Elsewhere in West Asia, Bahrain and Iraq reported their first cases and Kuwait reported three cases involving people who had been in Iran.

Saudi Arabia, Kuwait, Iraq, Turkey, Pakistan and Afghanistan imposed restrictions on travel and immigration from Iran. Afghanistan also reported its first case, officials said.

Europe’s biggest outbreak is in Italy, with some 150 infections — compared with just three before Friday — and a sixth death.

In northern Italy, authorities sealed off the worst-affected towns and banned public gatherings across a wide area, halting the carnival in Venice, where there were two cases.

Austria briefly suspended train services over the Alps from Italy after two travellers coming from Italy showed symptoms of fever.

Both tested negative for the new coronavirus but Austrian interior minister Karl Nehammer said a task force would meet on Monday to discuss whether to introduce border controls.

The virus has put Chinese cities into lockdown in recent weeks, disrupted air traffic to the workshop of the world and blocked global supply chains for everything from cars and car parts to smartphones.

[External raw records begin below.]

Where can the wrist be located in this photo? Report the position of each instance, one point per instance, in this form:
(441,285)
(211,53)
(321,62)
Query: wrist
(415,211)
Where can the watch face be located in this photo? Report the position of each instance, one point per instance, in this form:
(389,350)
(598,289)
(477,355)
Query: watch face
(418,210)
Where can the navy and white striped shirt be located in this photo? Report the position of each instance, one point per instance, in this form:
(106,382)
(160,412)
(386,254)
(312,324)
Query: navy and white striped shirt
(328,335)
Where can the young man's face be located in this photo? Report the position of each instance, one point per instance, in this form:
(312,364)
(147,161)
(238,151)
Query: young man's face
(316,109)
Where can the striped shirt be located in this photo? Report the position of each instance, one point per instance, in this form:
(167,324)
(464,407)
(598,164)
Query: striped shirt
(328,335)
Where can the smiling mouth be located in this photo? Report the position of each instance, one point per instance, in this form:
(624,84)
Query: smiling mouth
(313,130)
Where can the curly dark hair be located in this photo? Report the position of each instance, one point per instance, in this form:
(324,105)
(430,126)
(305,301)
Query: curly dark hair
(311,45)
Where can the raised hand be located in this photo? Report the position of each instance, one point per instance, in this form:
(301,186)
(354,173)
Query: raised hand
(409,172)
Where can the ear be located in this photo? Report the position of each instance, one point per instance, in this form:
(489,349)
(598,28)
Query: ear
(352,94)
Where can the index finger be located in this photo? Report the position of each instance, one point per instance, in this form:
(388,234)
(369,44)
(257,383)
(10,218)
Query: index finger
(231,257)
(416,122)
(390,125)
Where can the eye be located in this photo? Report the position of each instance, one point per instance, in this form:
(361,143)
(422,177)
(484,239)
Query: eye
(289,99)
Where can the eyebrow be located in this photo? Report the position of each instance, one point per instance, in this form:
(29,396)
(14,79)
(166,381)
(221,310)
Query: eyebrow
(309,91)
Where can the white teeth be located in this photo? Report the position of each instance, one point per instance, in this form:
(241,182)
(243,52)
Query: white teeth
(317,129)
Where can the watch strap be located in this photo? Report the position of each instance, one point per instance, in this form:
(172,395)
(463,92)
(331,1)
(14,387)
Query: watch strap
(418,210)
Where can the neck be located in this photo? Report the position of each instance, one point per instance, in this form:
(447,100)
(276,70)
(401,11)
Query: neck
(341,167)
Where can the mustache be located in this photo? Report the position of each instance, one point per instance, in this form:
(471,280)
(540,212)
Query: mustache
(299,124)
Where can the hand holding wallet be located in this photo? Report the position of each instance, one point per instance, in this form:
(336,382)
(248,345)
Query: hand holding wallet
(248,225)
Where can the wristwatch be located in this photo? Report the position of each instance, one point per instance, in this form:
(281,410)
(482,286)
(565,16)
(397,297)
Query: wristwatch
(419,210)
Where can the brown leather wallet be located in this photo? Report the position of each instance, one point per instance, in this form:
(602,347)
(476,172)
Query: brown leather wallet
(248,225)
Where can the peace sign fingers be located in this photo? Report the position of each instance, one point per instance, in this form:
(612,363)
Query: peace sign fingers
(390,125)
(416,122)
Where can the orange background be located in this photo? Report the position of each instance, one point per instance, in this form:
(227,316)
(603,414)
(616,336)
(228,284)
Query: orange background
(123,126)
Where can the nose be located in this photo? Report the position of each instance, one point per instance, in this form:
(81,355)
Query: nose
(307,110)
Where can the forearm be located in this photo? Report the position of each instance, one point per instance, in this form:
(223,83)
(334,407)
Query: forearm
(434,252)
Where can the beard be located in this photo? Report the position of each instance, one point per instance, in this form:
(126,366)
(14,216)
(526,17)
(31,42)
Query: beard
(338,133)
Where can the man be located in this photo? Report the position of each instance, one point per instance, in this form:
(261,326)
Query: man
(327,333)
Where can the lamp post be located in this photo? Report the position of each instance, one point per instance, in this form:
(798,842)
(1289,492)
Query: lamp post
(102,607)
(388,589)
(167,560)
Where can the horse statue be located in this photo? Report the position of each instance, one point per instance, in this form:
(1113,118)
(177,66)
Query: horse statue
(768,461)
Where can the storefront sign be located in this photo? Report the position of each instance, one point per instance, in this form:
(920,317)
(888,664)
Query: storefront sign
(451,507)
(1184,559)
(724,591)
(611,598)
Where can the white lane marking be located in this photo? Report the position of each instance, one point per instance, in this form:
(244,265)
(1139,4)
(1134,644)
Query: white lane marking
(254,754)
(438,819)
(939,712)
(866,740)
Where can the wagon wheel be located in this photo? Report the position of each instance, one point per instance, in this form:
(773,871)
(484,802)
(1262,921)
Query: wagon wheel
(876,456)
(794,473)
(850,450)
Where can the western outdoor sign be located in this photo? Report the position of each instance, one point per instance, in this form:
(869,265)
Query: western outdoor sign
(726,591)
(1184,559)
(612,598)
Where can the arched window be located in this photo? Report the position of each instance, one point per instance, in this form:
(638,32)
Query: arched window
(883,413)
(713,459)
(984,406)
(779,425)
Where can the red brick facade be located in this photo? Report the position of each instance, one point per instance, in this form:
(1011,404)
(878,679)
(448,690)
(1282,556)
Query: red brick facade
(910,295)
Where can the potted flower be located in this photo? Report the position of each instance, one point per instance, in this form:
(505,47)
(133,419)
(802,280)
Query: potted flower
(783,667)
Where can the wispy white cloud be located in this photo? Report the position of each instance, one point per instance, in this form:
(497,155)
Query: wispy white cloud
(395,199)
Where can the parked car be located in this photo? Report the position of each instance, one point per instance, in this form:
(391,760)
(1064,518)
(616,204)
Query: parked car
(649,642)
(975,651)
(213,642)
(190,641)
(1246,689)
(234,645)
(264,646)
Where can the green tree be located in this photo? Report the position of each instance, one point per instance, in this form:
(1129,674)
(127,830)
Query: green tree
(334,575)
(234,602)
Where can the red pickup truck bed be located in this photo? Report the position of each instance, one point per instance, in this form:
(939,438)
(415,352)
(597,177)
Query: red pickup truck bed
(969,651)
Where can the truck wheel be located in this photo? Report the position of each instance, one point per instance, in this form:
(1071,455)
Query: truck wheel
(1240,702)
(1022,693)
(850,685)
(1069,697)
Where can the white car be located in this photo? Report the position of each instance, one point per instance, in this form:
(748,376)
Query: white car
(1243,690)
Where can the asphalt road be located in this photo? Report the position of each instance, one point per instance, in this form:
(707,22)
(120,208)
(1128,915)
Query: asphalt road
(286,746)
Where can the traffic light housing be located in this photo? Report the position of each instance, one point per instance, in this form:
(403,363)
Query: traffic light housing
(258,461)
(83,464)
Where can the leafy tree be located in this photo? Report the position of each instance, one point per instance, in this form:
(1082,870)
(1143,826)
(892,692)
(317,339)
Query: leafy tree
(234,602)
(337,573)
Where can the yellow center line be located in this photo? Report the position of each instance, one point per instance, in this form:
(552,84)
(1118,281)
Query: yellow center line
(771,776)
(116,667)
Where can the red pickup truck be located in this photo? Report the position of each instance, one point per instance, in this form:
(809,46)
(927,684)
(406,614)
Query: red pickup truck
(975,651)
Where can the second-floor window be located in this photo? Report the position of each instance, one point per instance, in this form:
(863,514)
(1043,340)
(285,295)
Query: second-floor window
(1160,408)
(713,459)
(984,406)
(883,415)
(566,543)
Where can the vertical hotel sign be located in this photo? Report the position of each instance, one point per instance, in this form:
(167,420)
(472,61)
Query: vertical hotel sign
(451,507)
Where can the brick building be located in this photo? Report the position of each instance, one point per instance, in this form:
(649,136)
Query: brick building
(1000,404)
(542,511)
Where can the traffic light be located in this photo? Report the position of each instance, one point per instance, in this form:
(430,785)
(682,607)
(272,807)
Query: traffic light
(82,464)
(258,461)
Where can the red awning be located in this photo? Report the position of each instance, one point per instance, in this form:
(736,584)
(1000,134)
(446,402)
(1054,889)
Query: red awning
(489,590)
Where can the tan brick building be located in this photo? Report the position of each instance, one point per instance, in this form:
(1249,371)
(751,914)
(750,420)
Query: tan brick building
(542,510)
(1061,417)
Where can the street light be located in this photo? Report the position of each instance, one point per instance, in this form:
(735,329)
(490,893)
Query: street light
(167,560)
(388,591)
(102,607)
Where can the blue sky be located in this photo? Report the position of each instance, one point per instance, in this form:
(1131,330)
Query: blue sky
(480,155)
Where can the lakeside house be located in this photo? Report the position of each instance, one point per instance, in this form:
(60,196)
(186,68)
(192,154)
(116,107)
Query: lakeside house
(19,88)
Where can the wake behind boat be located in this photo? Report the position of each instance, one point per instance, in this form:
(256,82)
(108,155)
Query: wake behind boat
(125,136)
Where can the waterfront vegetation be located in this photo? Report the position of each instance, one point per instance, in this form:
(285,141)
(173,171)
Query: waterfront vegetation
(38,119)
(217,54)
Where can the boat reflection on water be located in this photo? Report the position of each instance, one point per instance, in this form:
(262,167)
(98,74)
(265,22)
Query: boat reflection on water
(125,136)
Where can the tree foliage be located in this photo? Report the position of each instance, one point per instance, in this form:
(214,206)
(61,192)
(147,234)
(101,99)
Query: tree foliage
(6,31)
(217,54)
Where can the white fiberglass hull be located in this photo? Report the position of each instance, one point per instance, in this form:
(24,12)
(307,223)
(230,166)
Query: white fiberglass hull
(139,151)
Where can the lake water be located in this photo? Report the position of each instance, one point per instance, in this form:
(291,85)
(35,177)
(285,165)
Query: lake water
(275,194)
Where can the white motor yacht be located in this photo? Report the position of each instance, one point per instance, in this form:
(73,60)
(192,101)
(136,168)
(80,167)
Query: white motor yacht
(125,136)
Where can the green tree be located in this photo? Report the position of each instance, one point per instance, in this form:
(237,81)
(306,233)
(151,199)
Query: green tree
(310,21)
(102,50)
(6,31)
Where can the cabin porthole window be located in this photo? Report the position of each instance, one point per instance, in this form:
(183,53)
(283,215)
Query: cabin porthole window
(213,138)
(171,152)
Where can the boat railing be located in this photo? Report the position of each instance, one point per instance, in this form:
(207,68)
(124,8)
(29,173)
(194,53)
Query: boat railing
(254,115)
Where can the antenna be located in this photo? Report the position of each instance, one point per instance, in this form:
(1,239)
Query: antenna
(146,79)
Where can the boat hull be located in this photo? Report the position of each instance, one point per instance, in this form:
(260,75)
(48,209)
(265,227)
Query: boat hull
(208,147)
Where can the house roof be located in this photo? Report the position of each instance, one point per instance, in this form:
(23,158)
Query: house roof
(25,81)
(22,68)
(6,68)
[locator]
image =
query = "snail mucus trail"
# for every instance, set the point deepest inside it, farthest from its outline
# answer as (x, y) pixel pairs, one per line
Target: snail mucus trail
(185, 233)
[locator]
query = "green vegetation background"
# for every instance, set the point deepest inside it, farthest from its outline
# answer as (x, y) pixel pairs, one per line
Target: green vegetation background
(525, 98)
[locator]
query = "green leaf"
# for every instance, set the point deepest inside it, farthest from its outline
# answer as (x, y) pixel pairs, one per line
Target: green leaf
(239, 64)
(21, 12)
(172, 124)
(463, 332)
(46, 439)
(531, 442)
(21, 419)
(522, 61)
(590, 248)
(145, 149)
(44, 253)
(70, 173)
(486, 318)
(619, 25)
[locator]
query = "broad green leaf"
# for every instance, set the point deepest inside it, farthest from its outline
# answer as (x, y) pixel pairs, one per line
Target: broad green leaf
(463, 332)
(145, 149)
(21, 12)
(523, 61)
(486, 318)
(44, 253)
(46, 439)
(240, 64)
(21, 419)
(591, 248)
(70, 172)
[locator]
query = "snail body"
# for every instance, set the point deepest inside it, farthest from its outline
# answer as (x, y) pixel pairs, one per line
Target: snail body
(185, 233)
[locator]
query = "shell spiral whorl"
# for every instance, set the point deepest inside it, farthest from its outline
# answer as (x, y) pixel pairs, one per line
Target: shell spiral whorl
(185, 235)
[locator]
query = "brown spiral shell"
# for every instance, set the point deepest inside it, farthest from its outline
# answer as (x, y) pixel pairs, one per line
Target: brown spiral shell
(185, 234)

But China’s actions, especially in the city of Wuhan, the centre of the outbreak, had probably prevented hundreds of thousands of cases, the head of the WHO delegation in China, Bruce Aylward, said, urging the rest of the world to learn the lesson of acting fast.

“The world is in your debt,” Aylward said in Beijing, addressing the people of Wuhan. “The people of that city have gone through an extraordinary period and they’re still going through it.”

The surge of cases outside mainland China triggered sharp falls in global share markets and Wall Street stock futures as investors fled to safe havens. European share markets suffered their biggest slump since mid-2016, gold soared to a seven-year high, oil tumbled nearly 4 per cent and the Korean won fell to its lowest level since August.

But US treasury secretary Steven Mnuchin cautioned against jumping to conclusions about the impact on the global economy or supply chains, saying it was simply too soon to know.

The WHO’s Aylward said multiple data sources backed the trend of declining cases but an official with China’s National Health Commission, Liang Wannian, said more than 3,000 medical staff had become infected, most of them in Hubei, and likely because of the lack of protective gear and fatigue.

Excluding Hubei, mainland China reported 11 new cases.